The banking industry is likely to see an explosion in impairments in the next coming months once the bank rate begins to go up. This was said by Steven Bogatsu, FNBB CEO during the bank presentation of financial results on Thursday morning. Bogatsu said the bank rate, which was recently reduced by 50 basis points by Bank of Botswana (BoB), is at the bottom of the bank rate cycle and it would probably pick up soon, perhaps in the next 12 months or so. And to that effect, Bogatsu predicts impairments to the level never seen before for the banking industry. He said credit is mostly extended to individuals who use it commonly for expenditure as opposed to making investments.
While individuals are said to be borrowing at a higher rate, businesses on the hand are reportedly reluctant to borrow due lack of growth and limited opportunities. According to the recently released Banking Supervision Report by BoB, impaired loans stood at P1.9 billion as at December 2015 which was an increase of 18.1 percent from the previous year. The increase is mainly linked to business closures and job losses in the mining and manufacturing sectors and the household sector accounted for 52 percent Non-Performing Loans (NPLs). The impairments are likely to soar uncontrollably as Bogatsu believes the bank rate will soon go up and the rate at which individuals are borrowing.

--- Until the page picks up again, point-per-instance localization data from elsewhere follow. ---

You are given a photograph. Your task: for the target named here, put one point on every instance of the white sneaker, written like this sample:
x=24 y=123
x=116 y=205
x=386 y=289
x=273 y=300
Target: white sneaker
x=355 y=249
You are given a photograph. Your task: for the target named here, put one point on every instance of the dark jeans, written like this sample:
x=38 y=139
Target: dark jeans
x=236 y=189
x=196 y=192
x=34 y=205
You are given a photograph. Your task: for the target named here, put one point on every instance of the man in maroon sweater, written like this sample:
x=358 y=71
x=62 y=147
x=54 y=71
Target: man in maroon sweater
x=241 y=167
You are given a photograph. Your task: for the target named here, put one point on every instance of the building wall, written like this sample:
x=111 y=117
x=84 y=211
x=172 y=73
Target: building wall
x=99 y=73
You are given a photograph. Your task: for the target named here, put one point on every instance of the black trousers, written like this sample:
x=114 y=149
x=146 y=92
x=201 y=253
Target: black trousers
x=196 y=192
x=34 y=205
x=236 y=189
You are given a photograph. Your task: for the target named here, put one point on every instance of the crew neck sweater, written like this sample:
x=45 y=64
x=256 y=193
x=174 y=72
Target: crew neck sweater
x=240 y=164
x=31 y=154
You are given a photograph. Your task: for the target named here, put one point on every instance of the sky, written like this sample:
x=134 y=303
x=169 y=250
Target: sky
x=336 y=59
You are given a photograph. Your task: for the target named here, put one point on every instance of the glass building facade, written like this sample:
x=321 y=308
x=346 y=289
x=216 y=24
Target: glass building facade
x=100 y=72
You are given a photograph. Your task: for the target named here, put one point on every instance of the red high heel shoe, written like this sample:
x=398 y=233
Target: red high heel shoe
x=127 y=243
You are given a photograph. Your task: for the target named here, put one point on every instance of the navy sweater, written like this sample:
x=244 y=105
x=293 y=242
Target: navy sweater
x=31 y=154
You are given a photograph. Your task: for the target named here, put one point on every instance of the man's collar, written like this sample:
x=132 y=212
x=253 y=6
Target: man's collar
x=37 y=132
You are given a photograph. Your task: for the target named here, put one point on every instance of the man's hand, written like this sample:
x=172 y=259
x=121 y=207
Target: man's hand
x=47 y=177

For the just ended financial year, FNBB impairments grew by 14 percent year-on-year, said to be driven mainly by specific impairments from business and a difficult business environment. The increase is however considered a significant improvement from the impairments growth of 64 percent experienced the year before. The bank says it introduced a more conservative approach to portfolio provisioning as a prudent precaution, and focus on collection remains. FNBB results
Profit down 13%; non-interest income up 7%; customer base up 5.8%
Meanwhile FNBB has seen its profit for the year go down by 13 percent and has registered a pre-tax profit of P659 million from P756.5 million made last year. The cumulative rate cut of 100 bps in February 2015 and a further 50 bps in August of the same year is said to have put a strain on the top line and contributed to the low growth in interest income from advances. Despite the moratorium which was imposed barring adjustments of bank charges, FNBB non-interest income grew by 7 percent, seemingly entirely due to increasing the volume of transactions and the range of products on offer. The bank says it was also able to grow its customer base by 5.8 percent in customer numbers and 8.1 percent in account numbers.